Les charges locatives en maison individuelle

La question de définition est sans aucun doute primordiale, car elle permet de savoir ce qui rentre, ou pas, dans le cadre du contrat. Ainsi, en cas de litige par exemple, le juge aura d’abord besoin de déterminer si le logement en question est conforme à la définition de maison individuelle. Il est, donc, nécessaire, à présent, de procéder à une définition juridique.

Selon le Conseil d’Etat, ce n’est pas le nombre de logements que comprend une construction qui déterminent s’il s’agit ou non, d’une maison individuelle. En effet, il ne s’agit que d’un seul critère parmi d’autres. Car, selon le Conseil d’Etat, une habitation individuelle est une construction dont la superficie est faible et qui comporte deux logements.

Lorsqu’un propriétaire met en location une maison individuelle, il n’a pas besoin de faire apparaître sur le contrat de bail, toutes les charges qui incombent au locataire, c’est-à-dire les charges locatives ou récupérables et ce, en raison de la clarté de la liste des charges récupérables sur le locataire sur le plan légal, notamment au niveau du décret du 26 août 1987.

Le propriétaire peut toutefois, opter pour des contrats de bail type qui sont mieux élaborés et disponibles sur internet, pour éviter de se perdre au niveau des éléments à préciser dans le contrat.
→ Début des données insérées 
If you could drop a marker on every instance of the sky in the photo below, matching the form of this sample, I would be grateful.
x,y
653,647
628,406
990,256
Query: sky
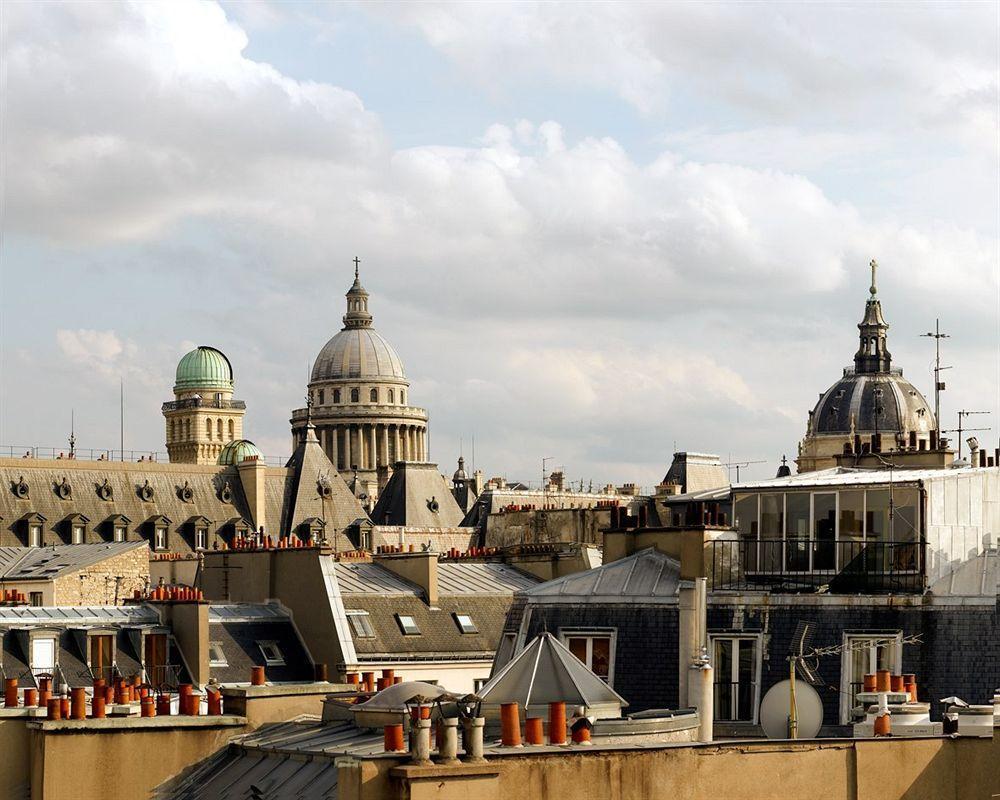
x,y
595,233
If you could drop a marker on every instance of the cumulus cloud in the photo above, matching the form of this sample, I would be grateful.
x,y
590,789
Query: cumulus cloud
x,y
544,289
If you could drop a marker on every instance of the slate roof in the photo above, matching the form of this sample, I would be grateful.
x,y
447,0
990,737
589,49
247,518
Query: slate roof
x,y
302,500
238,627
287,759
46,563
547,672
409,496
646,575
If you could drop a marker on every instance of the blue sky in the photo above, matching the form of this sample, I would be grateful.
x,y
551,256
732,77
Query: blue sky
x,y
591,231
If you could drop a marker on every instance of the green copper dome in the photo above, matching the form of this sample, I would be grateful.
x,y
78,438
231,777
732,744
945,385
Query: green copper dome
x,y
204,368
237,451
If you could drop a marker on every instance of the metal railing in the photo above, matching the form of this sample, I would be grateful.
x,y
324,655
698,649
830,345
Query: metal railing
x,y
842,565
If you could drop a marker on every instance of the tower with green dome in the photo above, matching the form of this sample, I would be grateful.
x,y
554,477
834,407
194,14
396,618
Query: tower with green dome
x,y
203,417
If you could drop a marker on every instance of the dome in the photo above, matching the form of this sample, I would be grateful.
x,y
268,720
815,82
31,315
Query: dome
x,y
850,406
239,450
357,353
204,368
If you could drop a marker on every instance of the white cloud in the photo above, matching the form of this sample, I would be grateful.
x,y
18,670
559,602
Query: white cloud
x,y
544,289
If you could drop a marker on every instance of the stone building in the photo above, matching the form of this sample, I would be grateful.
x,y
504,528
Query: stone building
x,y
872,407
203,417
360,402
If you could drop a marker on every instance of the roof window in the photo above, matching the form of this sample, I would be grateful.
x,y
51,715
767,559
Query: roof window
x,y
272,654
408,625
465,623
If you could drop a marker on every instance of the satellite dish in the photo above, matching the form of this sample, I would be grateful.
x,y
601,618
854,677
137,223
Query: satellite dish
x,y
775,708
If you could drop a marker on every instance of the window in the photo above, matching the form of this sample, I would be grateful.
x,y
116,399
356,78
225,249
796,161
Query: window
x,y
864,654
596,650
736,663
102,656
216,655
408,625
43,655
465,623
155,658
272,654
361,624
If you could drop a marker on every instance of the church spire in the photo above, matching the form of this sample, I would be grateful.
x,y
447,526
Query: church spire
x,y
872,355
357,315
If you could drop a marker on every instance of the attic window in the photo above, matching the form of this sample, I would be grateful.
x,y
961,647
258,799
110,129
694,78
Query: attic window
x,y
272,654
465,623
216,655
361,624
408,625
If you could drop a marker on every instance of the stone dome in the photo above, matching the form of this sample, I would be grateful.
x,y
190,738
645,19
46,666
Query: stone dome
x,y
865,403
204,368
358,353
239,450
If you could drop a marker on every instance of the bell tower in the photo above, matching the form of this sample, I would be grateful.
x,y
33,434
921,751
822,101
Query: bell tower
x,y
203,417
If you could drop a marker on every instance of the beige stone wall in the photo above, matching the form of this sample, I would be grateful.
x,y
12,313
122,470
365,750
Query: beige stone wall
x,y
582,525
109,582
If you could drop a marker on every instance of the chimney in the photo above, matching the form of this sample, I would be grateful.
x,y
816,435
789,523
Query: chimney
x,y
253,475
419,568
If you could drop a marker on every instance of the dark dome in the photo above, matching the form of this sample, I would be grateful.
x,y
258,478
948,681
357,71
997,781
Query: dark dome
x,y
903,408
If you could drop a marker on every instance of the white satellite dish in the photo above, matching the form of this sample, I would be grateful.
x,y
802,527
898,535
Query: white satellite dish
x,y
776,706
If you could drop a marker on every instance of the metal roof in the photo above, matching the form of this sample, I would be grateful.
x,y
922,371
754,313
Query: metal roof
x,y
547,672
40,563
482,577
648,574
364,578
61,615
846,476
246,612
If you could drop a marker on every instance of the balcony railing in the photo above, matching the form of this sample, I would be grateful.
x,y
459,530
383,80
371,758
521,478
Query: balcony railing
x,y
842,565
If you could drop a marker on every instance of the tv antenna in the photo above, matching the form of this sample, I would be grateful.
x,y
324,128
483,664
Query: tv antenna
x,y
939,386
739,464
961,416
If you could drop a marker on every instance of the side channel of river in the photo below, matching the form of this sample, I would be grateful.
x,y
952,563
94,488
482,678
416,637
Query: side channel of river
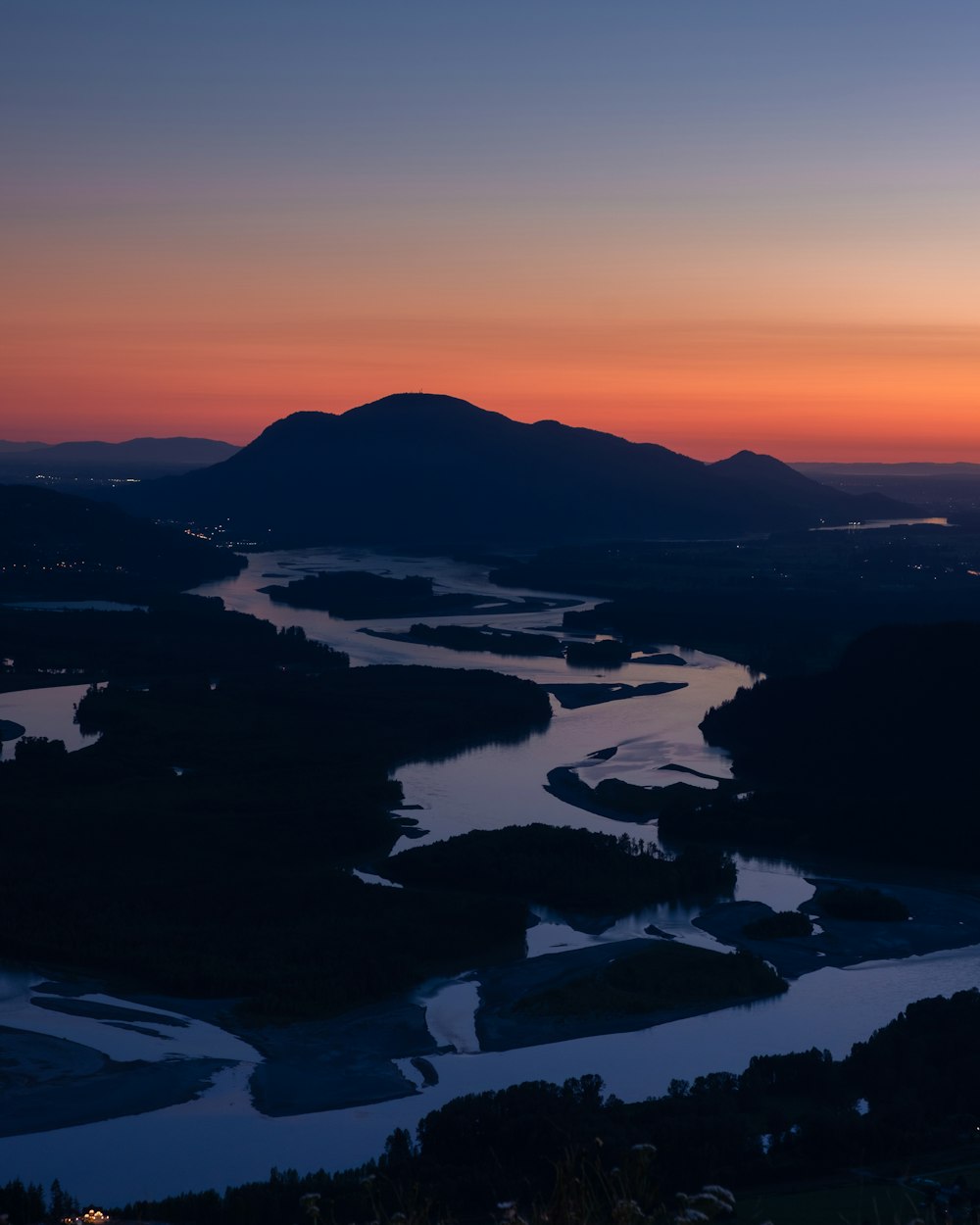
x,y
220,1138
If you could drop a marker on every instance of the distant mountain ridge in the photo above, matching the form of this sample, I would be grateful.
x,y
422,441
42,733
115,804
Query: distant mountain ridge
x,y
419,468
135,457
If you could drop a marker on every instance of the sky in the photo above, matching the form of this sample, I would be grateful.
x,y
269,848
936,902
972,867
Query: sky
x,y
710,224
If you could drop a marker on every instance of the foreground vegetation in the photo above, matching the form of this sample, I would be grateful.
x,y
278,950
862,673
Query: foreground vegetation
x,y
527,1148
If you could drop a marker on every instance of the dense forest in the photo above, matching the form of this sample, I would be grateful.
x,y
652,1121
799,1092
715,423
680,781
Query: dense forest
x,y
277,779
358,593
871,759
785,1117
185,636
567,868
55,547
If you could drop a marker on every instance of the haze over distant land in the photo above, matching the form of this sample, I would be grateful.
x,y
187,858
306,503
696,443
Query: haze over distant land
x,y
132,459
709,225
435,470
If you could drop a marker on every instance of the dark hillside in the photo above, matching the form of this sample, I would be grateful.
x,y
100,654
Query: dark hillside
x,y
434,470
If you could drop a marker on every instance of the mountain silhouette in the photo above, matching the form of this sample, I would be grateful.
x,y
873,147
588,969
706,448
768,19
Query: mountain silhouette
x,y
422,469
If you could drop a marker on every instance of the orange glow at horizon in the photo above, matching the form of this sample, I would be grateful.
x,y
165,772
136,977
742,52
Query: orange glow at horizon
x,y
817,392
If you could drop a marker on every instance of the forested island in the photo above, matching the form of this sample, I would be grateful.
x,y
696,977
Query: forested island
x,y
466,637
359,593
277,773
571,870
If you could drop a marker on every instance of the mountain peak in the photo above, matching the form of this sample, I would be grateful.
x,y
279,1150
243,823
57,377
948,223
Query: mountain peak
x,y
419,408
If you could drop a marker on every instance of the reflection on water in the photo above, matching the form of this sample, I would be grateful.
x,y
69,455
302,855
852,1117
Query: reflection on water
x,y
45,711
220,1140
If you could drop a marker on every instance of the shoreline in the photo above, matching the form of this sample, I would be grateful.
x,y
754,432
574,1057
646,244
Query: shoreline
x,y
349,1059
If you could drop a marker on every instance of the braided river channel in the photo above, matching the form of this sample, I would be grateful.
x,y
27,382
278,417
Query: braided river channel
x,y
220,1138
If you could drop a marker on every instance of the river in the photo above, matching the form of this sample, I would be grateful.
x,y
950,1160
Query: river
x,y
220,1138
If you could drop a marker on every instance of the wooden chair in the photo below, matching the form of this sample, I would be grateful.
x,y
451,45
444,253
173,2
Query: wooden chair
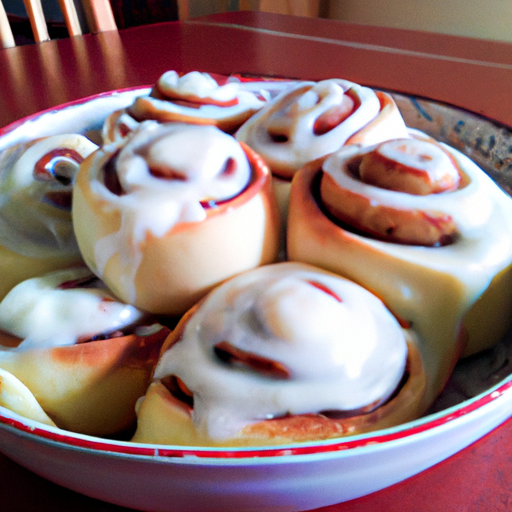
x,y
98,13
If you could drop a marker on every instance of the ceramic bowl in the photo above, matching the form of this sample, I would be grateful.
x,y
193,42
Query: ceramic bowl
x,y
292,477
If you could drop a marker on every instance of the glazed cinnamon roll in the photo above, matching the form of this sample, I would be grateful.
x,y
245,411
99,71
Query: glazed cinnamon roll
x,y
312,120
283,353
424,228
70,350
172,211
194,97
36,233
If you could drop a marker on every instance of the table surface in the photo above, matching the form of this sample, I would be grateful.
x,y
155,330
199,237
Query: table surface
x,y
469,73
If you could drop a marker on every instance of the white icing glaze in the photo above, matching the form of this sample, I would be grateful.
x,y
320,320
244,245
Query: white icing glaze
x,y
208,102
196,84
467,205
44,314
433,288
343,350
409,165
30,224
293,113
195,158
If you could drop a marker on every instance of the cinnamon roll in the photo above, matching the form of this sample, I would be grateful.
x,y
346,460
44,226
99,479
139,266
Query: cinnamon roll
x,y
171,212
312,120
424,228
36,233
282,353
194,97
71,352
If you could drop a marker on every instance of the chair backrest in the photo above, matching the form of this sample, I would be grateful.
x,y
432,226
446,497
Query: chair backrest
x,y
99,16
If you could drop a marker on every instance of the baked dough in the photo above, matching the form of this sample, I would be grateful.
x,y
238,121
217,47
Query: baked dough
x,y
173,211
75,353
456,295
282,353
36,233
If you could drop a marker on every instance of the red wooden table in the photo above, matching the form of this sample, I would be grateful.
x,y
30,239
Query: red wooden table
x,y
469,73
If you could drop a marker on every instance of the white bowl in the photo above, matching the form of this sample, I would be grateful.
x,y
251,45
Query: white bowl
x,y
287,478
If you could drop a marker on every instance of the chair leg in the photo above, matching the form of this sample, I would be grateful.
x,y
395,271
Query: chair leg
x,y
6,37
37,20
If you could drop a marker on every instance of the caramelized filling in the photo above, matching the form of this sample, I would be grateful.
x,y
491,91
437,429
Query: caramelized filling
x,y
315,191
178,390
232,355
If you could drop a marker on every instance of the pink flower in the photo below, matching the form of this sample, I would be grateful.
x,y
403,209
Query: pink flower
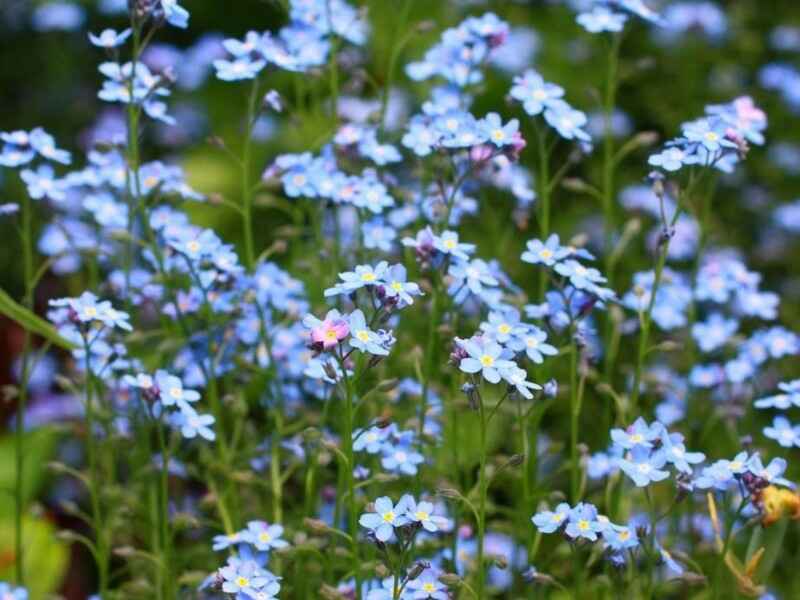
x,y
748,112
330,332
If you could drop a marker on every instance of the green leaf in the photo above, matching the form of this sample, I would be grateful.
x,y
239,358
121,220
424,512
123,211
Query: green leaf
x,y
38,447
25,318
44,556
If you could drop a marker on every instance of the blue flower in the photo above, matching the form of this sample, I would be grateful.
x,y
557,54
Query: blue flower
x,y
427,585
533,343
643,467
362,276
498,134
620,538
534,92
175,14
447,243
582,522
474,274
790,396
380,154
579,276
244,577
238,69
502,326
720,473
14,156
7,592
549,521
518,378
264,537
396,286
709,136
714,332
422,513
547,253
371,440
671,159
45,146
675,452
601,19
43,184
363,338
783,432
459,129
386,517
378,236
193,424
485,358
109,38
171,391
87,309
567,121
243,48
223,542
421,138
667,559
638,434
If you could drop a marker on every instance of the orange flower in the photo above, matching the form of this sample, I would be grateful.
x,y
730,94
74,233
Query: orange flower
x,y
778,502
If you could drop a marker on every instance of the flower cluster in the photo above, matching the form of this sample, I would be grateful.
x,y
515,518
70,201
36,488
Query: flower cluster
x,y
716,140
583,522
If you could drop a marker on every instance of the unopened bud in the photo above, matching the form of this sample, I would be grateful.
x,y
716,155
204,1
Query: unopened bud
x,y
450,579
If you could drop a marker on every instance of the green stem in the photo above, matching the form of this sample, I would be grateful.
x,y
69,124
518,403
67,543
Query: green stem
x,y
725,547
575,471
646,318
247,192
544,199
333,67
482,492
608,151
19,432
396,49
349,483
163,514
101,555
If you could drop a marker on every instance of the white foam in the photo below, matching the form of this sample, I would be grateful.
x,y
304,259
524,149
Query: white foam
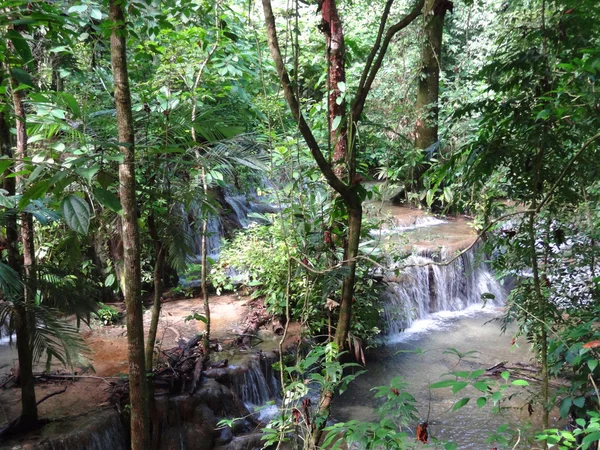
x,y
442,320
419,222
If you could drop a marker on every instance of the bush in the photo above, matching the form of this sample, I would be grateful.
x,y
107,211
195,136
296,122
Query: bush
x,y
107,314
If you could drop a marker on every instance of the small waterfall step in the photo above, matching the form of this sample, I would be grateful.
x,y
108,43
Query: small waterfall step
x,y
424,289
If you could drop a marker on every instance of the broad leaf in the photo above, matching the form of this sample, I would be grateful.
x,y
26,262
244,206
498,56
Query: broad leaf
x,y
77,213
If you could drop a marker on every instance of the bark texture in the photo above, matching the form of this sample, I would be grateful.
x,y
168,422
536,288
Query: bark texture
x,y
159,263
336,76
426,130
140,421
26,266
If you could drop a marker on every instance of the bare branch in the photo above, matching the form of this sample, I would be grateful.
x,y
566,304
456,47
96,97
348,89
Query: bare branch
x,y
338,185
51,394
377,45
361,96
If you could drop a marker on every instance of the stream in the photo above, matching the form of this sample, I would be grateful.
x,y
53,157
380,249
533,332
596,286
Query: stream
x,y
429,309
473,329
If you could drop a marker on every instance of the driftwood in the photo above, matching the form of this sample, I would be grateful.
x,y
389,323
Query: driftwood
x,y
51,394
257,318
519,370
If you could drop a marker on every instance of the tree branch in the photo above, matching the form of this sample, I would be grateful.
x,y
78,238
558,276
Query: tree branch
x,y
51,394
377,45
361,96
338,185
564,172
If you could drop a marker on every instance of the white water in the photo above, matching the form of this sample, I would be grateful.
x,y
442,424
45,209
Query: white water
x,y
425,293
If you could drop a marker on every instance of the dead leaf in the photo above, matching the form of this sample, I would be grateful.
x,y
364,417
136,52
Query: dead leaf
x,y
422,434
331,304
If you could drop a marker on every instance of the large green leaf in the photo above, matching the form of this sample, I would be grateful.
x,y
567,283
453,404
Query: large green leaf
x,y
77,213
108,199
21,46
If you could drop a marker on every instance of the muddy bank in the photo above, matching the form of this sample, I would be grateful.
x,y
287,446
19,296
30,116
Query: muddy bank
x,y
232,383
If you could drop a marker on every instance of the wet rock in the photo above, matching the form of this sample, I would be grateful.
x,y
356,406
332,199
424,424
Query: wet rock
x,y
226,436
245,442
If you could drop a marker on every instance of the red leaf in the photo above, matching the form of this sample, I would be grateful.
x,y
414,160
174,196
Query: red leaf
x,y
422,434
591,344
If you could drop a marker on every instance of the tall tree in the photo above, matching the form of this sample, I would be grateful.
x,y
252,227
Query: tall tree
x,y
29,412
426,130
138,388
339,173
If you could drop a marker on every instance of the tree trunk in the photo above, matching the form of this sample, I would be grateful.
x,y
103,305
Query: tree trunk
x,y
206,339
426,130
27,230
24,322
159,262
336,76
350,255
140,421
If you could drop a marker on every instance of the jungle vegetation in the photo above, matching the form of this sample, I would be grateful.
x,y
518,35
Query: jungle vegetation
x,y
122,123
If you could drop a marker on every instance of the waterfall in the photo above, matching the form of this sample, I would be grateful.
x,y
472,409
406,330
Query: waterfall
x,y
100,431
241,207
423,290
255,383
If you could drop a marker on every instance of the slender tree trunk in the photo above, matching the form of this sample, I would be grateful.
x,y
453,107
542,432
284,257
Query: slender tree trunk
x,y
138,388
426,130
350,255
336,77
29,413
159,262
537,286
206,339
27,229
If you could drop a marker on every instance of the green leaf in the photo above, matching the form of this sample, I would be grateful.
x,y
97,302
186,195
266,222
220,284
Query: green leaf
x,y
443,384
108,199
22,76
459,386
481,386
38,190
72,103
4,164
96,14
579,402
88,172
21,46
336,123
459,404
589,440
110,280
105,179
77,9
429,197
77,213
565,407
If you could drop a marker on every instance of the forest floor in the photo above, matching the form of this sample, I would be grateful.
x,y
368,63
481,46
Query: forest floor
x,y
107,360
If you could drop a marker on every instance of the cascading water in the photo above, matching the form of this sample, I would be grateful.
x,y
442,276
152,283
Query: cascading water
x,y
424,289
256,384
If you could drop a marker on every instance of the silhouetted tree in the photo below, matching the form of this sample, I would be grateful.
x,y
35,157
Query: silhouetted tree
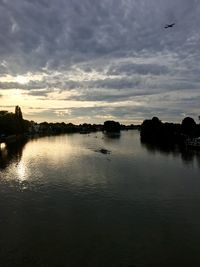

Qu’il s’agisse d’une maison individuelle, d’une copropriété ou mono-propriété, les charges locatives sont toujours présentes et à la charge du locataire qui doit s’en acquitter. Puisqu’elles font souvent objet de litiges, il est fortement conseillé de se mettre d’accord avant la signature du contrat et ce, dans le but d’éviter toute confusion et contentieux.

Il est également conseillé de se renseigner et se référer aux lois nationales qui sont parfaitement claires par rapport à ce genre de charges.